33. The method of claim 31, wherein the cancer cell is a neuronal, glial, lung, liver, brain, breast, bladder, blood, leukemic, colon, endometrial, stomach, intestinal, skin, ovarian, fat, bone, cervical, esophageal, pancreatic, prostate, kidney, testicular, or thyroid cell.

34. The method of claim 24, wherein the miR-143 is a recombinant nucleic acid.

35. The method of claim 34, wherein the recombinant nucleic acid is DNA.

36. The method of claim 35, wherein the recombinant nucleic acid is a viral vector or a plasmid DNA vector.

37. A method of treating a patient diagnosed with or suspected of having or suspected of developing a pathological condition or disease related to a gene modulated by a miRNA comprising the steps of:

(a) administering to the patient an amount of an isolated nucleic acid comprising a miR-143 in an amount sufficient to modulate a cellular pathway or a physiologic pathway; and

(b) administering a second therapy, wherein the modulation of the cellular pathway or physiologic pathway sensitizes the patient to the second therapy.

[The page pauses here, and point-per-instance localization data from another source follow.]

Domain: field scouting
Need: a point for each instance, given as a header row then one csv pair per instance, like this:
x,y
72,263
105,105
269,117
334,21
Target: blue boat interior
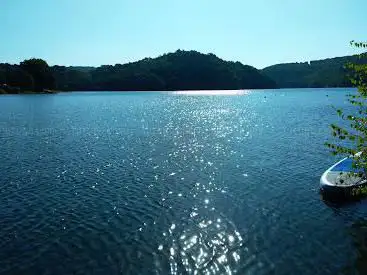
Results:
x,y
346,166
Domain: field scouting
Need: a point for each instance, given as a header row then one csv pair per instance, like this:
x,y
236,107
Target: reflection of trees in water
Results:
x,y
358,233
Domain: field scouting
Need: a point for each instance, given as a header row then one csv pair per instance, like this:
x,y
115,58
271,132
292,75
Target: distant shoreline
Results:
x,y
177,92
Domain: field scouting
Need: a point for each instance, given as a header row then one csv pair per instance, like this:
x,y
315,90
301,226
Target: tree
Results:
x,y
353,138
41,73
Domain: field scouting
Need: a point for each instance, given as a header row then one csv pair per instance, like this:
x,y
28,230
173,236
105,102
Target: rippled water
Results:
x,y
165,183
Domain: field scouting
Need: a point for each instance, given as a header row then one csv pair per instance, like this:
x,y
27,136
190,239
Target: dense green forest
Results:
x,y
182,70
321,73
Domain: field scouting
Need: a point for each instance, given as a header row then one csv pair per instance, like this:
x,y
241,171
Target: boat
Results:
x,y
342,177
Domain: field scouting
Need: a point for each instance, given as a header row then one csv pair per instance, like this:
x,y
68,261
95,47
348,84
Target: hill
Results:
x,y
181,70
321,73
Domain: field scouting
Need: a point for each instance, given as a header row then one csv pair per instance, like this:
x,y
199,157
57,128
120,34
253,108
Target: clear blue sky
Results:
x,y
256,32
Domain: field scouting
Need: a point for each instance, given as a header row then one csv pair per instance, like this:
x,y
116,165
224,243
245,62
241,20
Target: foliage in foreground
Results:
x,y
353,138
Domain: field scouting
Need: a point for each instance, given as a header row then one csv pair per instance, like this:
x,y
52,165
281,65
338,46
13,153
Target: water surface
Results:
x,y
167,183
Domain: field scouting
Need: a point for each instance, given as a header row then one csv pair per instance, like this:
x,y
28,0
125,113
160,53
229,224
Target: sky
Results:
x,y
255,32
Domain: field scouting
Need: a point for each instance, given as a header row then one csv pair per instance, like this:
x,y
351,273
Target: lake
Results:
x,y
167,183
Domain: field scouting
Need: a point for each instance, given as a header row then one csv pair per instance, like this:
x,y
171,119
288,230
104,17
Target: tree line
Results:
x,y
181,70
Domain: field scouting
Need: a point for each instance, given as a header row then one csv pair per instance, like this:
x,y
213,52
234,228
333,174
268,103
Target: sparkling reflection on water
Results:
x,y
155,183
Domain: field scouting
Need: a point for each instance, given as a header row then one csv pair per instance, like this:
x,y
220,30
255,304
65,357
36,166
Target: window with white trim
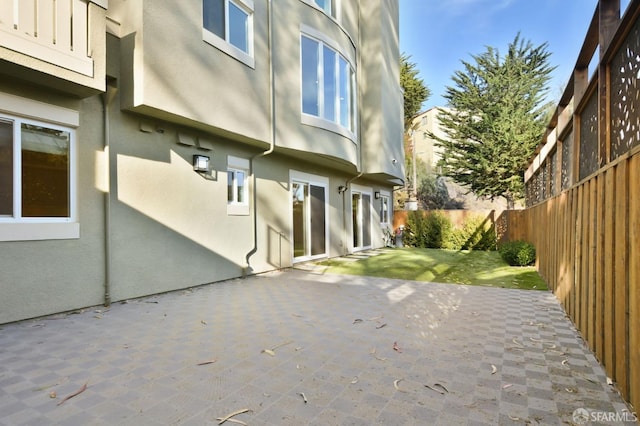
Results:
x,y
228,25
237,186
384,208
37,184
328,83
328,6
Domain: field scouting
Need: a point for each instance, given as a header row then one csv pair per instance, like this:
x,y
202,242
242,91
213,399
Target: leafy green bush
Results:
x,y
518,253
432,230
435,230
477,233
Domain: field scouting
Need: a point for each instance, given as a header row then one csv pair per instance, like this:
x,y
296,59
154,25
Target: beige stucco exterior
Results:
x,y
148,223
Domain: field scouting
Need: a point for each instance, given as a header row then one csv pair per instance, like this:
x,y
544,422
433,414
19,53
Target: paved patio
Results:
x,y
302,347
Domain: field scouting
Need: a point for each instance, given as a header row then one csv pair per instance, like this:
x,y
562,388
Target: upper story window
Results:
x,y
328,83
384,208
228,25
329,6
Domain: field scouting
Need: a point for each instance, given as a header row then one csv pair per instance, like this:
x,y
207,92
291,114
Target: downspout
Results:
x,y
246,269
359,130
107,97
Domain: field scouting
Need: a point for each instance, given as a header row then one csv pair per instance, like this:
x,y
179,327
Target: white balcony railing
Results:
x,y
54,31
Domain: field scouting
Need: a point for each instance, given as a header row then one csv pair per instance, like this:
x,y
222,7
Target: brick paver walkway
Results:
x,y
359,350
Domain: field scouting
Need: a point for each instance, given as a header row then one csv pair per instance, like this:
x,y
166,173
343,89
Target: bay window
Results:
x,y
328,83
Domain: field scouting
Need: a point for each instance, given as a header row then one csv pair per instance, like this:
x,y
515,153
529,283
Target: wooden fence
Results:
x,y
583,196
588,244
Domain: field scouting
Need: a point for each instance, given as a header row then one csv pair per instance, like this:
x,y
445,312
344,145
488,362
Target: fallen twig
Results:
x,y
395,385
78,392
211,361
228,416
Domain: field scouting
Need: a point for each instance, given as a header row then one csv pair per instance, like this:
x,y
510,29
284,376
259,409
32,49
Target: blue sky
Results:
x,y
438,34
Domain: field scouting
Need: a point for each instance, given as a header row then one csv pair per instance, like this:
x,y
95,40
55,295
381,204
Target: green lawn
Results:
x,y
485,268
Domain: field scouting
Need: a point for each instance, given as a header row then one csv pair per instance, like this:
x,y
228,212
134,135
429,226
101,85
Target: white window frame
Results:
x,y
224,44
385,195
22,110
334,8
319,120
235,207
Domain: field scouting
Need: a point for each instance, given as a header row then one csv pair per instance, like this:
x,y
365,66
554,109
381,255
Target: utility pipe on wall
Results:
x,y
107,97
247,267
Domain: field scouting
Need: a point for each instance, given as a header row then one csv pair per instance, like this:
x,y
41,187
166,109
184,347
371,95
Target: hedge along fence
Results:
x,y
469,228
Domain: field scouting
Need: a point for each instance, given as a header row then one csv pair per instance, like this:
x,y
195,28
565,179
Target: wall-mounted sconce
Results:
x,y
201,163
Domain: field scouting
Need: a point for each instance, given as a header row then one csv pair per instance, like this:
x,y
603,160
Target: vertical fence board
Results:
x,y
590,262
577,299
609,349
598,260
620,281
634,285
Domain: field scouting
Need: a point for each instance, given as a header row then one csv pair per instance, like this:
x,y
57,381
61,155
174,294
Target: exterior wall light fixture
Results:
x,y
201,163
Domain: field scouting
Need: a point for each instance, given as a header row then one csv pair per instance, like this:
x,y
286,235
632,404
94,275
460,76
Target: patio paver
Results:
x,y
360,349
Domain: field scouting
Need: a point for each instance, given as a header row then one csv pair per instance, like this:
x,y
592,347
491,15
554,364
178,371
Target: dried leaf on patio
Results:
x,y
441,386
228,416
434,389
515,341
211,361
395,385
78,392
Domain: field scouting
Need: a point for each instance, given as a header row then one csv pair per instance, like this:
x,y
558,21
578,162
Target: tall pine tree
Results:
x,y
497,118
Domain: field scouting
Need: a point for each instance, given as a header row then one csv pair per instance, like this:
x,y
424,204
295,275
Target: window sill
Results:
x,y
39,231
312,120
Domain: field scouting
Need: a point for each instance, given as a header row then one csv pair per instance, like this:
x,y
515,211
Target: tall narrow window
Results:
x,y
310,76
384,209
328,84
228,25
237,186
6,168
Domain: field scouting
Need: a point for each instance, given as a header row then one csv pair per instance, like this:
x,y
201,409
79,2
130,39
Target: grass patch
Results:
x,y
483,268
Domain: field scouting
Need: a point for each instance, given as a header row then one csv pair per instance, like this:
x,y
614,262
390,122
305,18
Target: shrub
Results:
x,y
432,230
518,253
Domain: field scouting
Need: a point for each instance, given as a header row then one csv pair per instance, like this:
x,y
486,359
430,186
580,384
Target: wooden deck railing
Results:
x,y
53,31
583,196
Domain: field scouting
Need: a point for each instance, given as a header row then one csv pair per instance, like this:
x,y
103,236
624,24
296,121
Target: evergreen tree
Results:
x,y
415,91
497,118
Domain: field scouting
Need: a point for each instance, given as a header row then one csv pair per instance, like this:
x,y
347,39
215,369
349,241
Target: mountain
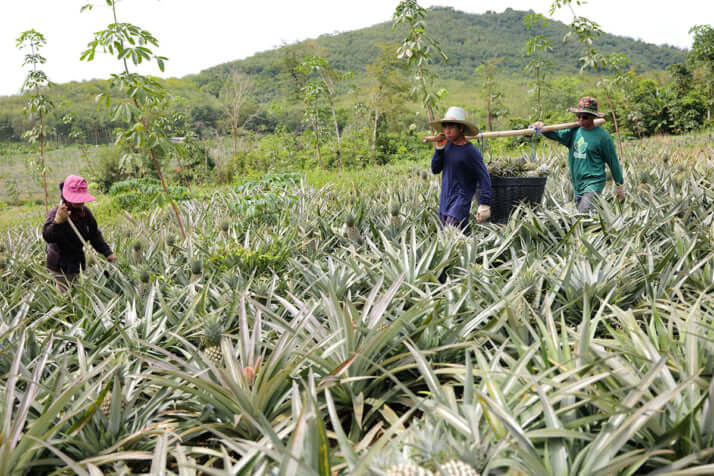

38. The method of claim 37, wherein one or more cellular pathway or physiologic pathway includes one or more genes identified in Table 1, 3, 4, or 5.

39. A method of selecting a miRNA to be administered to a subject with, suspected of having, or having a propensity for developing a pathological condition or disease comprising:

(a) determining an expression profile of one or more genes selected from Table 1, 3,

4, or 5;

(b) assessing the sensitivity of the subject to miRNA therapy based on the expression profile; and

(c) selecting one or more miRNA based on the assessed sensitivity.

40. The method of claim 39 further comprising treating the subject with 1, 2, 4, 5, 6, 7, 8, 9, 10, or more miRNAs.

41. The method of claim 40, wherein each miRNA is administered individually or one or more combinations.

42. The method of claim 41 , wherein the miRNAs are in a single composition.

43. A method of assessing a cell, tissue, or subject comprising assessing expression of miR-143 in combination with assessing expression of one or more gene from Table 1, 3, 4, or 5 in at least one sample.

44. A method of assessing miR-143 status in a sample comprising the steps of: (a) assessing expression of one or more genes from Table 1, 3, 4, or 5 in a sample; and

(b) determining miR-143 status based on level of miR-143 expression in the sample.